Listening To Yourself
Although biomusic is usually defined as music performed by non-humans, the sounds created by our body parts is also categorised as such. Music From The Body is a wonderful example of what magical tunes can be derived from the unassuming (and often embarrassing) gurgles, grunts, squeaks and toots that come out from the many nooks and crevices of the human body.

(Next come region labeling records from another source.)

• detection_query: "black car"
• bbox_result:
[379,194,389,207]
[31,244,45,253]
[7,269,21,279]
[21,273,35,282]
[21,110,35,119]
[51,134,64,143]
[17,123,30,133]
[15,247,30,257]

Created by Pink Floyd member Roger Waters and composer Ron Geesin, the album was an accompaniment to the 1970 scientific documentary film, The Body. With unique song names ranging from the likes of March Past Of The Embryos to More Than Seven Dwarfs In Penis Land and Mrs. Throat Goes Walking, what was a novel experience for music lovers back in the 70s surprisingly doesn’t sound out of place in 2020.
Apart from helping you relax (if you like ASMR) or feel even more agitated than before (if you hate ASMR), the qualities of biomusic is all in all, as an experimental genre, an acquired taste for some. But for children with autism, biomusic might be the answer to unlocking their self-expression.
In a Frontiers In Neuroscience study, biomedical engineers Stefanie Blain-Moraes and Elaine Biddiss recorded the biomusic of children in anxiety-inducing and non-anxiety-inducing situations.
Surprisingly, adults who listened to the playback were able to tell which child was experiencing anxiety. Tonic chords and tempos were used to track differences in skin temperature, blood volume pulse and respiration – an incredibly helpful resource for caregivers of autistic children who were not able to express themselves emotively.